With Spacelab back home, NASA readies Discovery for June flight
Challenger has scarcely returned to Earth, yet the shuttle team at the Kennedy Space Center already is moving swiftly toward the launch of the next mission June 12. This time it is Discovery, which will head toward orbit carrying three communications satellites. It will also release a research satellite designed to fly along side the shuttle until it is retrieved and returned at the end of the seven-day mission.
As they continue their busy launch schedule, officials of the National Aeronautics and Space Administration (NASA) and Hughes engineers are developing a plan to revive the ``dead'' Leasat on orbit. If this plan matures, Astronaut Joe H. Engle would wire in a new radio command system during shuttle mission scheduled for launch Aug. 10. This could enable engineers to recover control of the Leasat communications satellite, whose electric power failed to switch on when it was launched last month.

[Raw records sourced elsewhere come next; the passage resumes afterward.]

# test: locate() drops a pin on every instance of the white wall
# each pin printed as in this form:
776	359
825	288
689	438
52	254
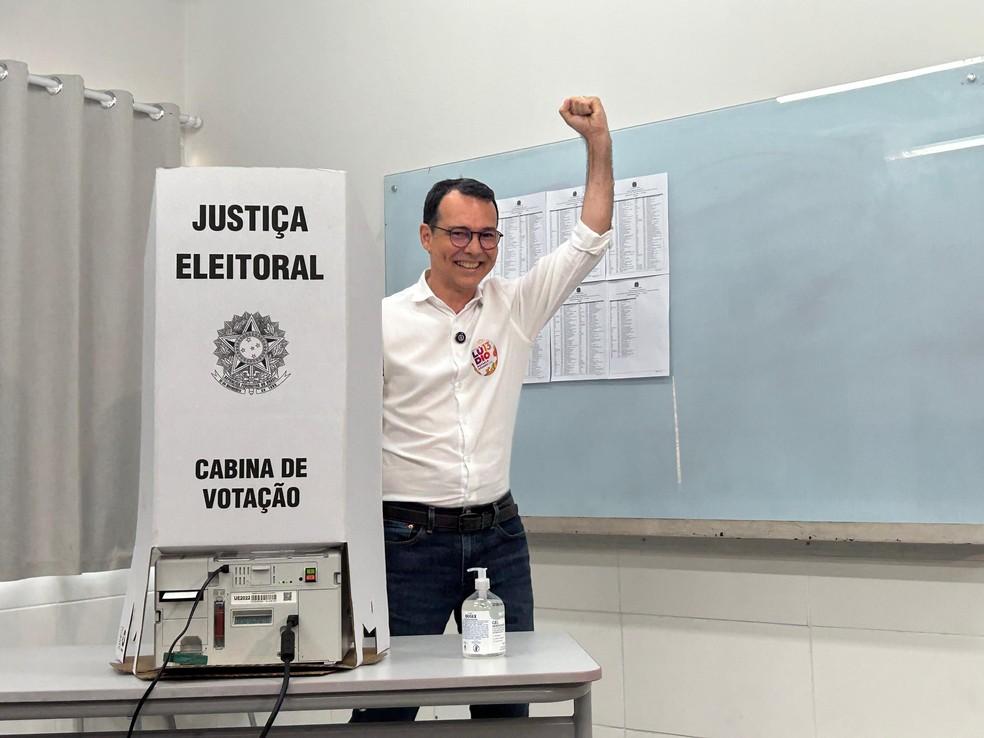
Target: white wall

Meanwhile, mission manager Joseph Cremin calls the just-ended Spacelab 3 flight ``an excellent science mission'' with more than 90 percent of its objectives accomplished. The main disappointments during the seven-day flight -- which ended with Challenger's touchdown at Edwards Air Force Base, Calif., at 12:11 Eastern daylight time Monday -- were failure to release a small Navy satellite and inability to deploy a French wide-field camera due to a frozen airlock. The camera was to have made a survey of the heavens as seen in ultraviolet light.
The main surprise was the clouds of food particles and other debris that flowed out of the animal holding cages to float about the Spacelab cabin and even into Challenger's crew area. The animals -- two squirrel monkeys and 24 rats -- were unexpectedly active, as they adapted to weightlessness. The main purpose of carrying the animals was to test the animal holding facility to find any problems, such as the leaked debris, which need to be corrected.
Also, the animal and the human astronauts were subjects in NASA's continuing study of the ``space sickness,'' which partly incapacitates many astronauts as they adapt to the zero-gravity orbital environment. One monkey did have some problems. But the animals, reportedly, adapted more easily than did some of the crew. Now the rats are being dissected for detailed study of possible organ changes due to weightlessness.
The main Spacelab experiments and investigations, other than the French camera, were quite successful. Photos were made of the aurora over Earth's magnetic poles. The Atmos instrument of NASA's Jet Propulsion Laboratory measured concentrations of 40 different chemicals in the high atmosphere before it failed, providing ample data for studying high-altitude pollution.
Crystals grown under virtually gravity-free conditions have been brought back to see if they are superior to those grown on Earth. Techniques for growing them were further tested. And experiments that simulated the atmospheric circulations of Jupiter and the Sun produced photographs of patterns that may give atmospheric scientists new insights into such questions as what produces and maintains Jupiter's famous Red Spot.
In all, the mission produced 3 million pictures of various kinds and enough computer data to fill 50,000 books averaging 200 pages each, according Mr. Cremin.